NASA is accelerating plans to set up a nuclear reactor to the Moon by the end of the decade, to power bases there and help America be the first nation to have an energy base powered by 24/7 nuclear power on the Moon and win the “second space race” with Russia and China.
Back in 2020, NASA was planning to build a base and a nuclear power plant on the Moon by 2026 and invited proposals from companies ready to take on the challenge.
The timeline has long lapsed, but NASA isn’t giving up, all the more so that Russia and China have announced on several occasions intentions to put up nuclear reactors on the Moon, too.
Last year, the head of Russia’s space agency Roscosmos said that Russia is considering a nuclear power plant installation on the moon starting between 2033 and 2035.
Russia—along with China—is considering the idea of placing a nuclear power plant on the moon over the next decade or so, and the two countries have been working together on a lunar program for nuclear space energy.
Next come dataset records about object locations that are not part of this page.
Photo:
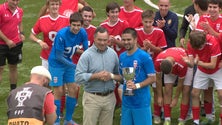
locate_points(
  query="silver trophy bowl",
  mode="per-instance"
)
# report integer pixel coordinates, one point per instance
(128, 74)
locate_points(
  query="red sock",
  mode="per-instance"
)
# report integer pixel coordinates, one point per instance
(220, 119)
(63, 102)
(183, 111)
(167, 110)
(196, 113)
(77, 94)
(208, 107)
(157, 109)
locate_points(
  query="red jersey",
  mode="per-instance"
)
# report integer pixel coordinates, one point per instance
(156, 37)
(179, 67)
(68, 7)
(215, 24)
(49, 27)
(132, 17)
(9, 23)
(90, 33)
(116, 31)
(210, 49)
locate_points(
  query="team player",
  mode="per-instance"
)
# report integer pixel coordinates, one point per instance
(32, 103)
(49, 25)
(87, 15)
(204, 51)
(115, 26)
(11, 37)
(131, 13)
(67, 7)
(167, 21)
(171, 64)
(61, 66)
(152, 40)
(133, 107)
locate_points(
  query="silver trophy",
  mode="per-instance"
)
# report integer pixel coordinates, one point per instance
(128, 74)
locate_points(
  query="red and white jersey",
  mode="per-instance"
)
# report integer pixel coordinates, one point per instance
(90, 33)
(9, 23)
(215, 24)
(132, 17)
(179, 67)
(156, 37)
(49, 27)
(210, 49)
(68, 7)
(116, 31)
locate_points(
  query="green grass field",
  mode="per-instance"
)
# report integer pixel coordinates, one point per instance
(31, 50)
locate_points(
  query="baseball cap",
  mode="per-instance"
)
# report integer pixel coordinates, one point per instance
(40, 70)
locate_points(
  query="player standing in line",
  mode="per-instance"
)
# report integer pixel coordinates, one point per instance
(167, 21)
(11, 37)
(61, 66)
(171, 64)
(133, 107)
(87, 15)
(131, 13)
(189, 12)
(204, 51)
(49, 25)
(152, 40)
(115, 26)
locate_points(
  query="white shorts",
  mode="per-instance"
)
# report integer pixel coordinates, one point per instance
(171, 78)
(45, 63)
(202, 80)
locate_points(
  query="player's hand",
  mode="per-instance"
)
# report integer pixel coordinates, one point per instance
(174, 102)
(182, 42)
(43, 45)
(196, 60)
(130, 84)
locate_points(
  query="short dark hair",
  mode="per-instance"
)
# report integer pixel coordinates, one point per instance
(218, 2)
(197, 39)
(112, 6)
(203, 4)
(166, 66)
(100, 29)
(131, 31)
(75, 17)
(87, 8)
(148, 14)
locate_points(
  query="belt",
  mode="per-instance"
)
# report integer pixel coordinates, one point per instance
(102, 93)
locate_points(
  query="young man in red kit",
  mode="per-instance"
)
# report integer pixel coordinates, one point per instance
(131, 13)
(204, 51)
(152, 40)
(172, 64)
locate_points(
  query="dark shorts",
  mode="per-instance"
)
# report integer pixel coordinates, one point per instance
(13, 55)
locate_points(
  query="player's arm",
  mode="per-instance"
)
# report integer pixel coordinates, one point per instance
(22, 35)
(210, 65)
(43, 11)
(9, 42)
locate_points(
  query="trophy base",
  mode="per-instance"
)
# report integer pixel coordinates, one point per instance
(128, 93)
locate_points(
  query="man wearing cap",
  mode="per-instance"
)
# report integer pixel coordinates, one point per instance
(32, 103)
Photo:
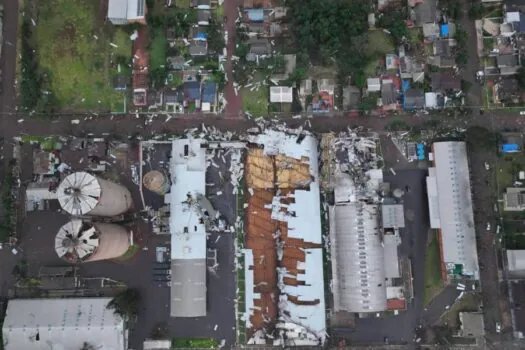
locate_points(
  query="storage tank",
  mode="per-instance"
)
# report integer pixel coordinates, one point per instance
(82, 241)
(84, 194)
(157, 182)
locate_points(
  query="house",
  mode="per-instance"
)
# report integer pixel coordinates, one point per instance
(201, 4)
(425, 12)
(121, 82)
(209, 97)
(192, 92)
(373, 84)
(203, 17)
(472, 325)
(173, 101)
(443, 54)
(266, 4)
(506, 89)
(514, 5)
(508, 64)
(198, 47)
(351, 97)
(281, 94)
(290, 62)
(388, 93)
(414, 99)
(514, 199)
(176, 62)
(122, 12)
(445, 82)
(410, 69)
(259, 48)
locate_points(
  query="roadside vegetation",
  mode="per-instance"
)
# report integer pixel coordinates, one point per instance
(433, 282)
(69, 56)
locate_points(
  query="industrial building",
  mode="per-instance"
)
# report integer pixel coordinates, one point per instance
(71, 323)
(81, 193)
(82, 241)
(450, 206)
(187, 228)
(364, 257)
(283, 259)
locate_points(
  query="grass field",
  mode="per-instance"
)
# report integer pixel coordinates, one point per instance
(432, 270)
(256, 102)
(78, 67)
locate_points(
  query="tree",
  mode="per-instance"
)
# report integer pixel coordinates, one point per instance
(125, 304)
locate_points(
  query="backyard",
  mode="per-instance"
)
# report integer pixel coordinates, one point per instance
(76, 54)
(432, 270)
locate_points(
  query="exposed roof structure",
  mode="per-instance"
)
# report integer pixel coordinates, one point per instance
(295, 214)
(357, 259)
(514, 199)
(188, 233)
(77, 239)
(393, 215)
(79, 193)
(472, 324)
(448, 186)
(281, 94)
(35, 324)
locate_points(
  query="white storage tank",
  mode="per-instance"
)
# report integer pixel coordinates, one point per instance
(81, 193)
(82, 241)
(157, 182)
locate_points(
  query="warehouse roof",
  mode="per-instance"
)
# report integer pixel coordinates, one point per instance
(450, 180)
(62, 324)
(357, 259)
(393, 215)
(188, 233)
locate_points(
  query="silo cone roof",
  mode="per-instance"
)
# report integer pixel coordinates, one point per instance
(85, 194)
(82, 244)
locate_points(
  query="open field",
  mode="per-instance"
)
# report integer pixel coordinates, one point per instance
(432, 270)
(74, 54)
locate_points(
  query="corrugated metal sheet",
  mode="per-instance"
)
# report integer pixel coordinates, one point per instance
(455, 206)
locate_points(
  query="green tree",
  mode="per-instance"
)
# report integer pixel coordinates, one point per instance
(125, 304)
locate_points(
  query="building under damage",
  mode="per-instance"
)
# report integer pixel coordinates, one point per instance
(284, 282)
(364, 256)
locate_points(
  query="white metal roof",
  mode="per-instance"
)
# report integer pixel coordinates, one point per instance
(516, 259)
(63, 324)
(81, 243)
(188, 173)
(79, 193)
(281, 94)
(357, 258)
(188, 233)
(455, 206)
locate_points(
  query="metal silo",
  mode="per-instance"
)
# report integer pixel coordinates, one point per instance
(82, 241)
(81, 193)
(157, 182)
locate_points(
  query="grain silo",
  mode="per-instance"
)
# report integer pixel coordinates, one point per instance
(81, 193)
(157, 182)
(82, 241)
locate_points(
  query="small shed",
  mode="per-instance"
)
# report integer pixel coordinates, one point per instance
(281, 94)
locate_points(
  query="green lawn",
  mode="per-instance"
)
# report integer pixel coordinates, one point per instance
(158, 49)
(78, 66)
(433, 281)
(379, 43)
(256, 102)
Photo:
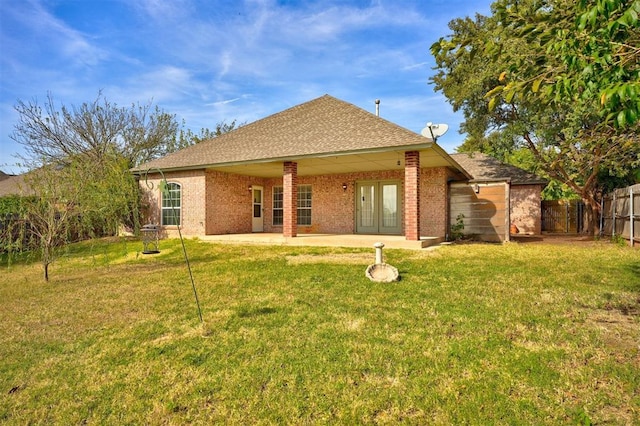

“Today we are seriously considering a project—somewhere at the turn of 2033-2035—to deliver and install a power unit on the lunar surface together with our Chinese colleagues,” Yuri Borisov, head of Roscosmos, said in March 2024.
Now NASA wants to beat the Russia-China venture and have a nuclear reactor on the Moon by 2030.
U.S. Transportation Secretary Sean Duffy, who is also the interim NASA administrator, announced this week accelerated plans to have nuclear energy power future bases on the Moon, POLITICO reported first earlier this week.
“We’re in a race to the moon, in a race with China to the moon,” Duffy said during a news conference this week.
“And to have a base on the moon, we need energy.”
It remains to be seen how soon and how feasible such an effort would be, and who will win the space race for setting up 24/7 energy to power future bases on the Moon, and, at some point in the more distant future, on Mars.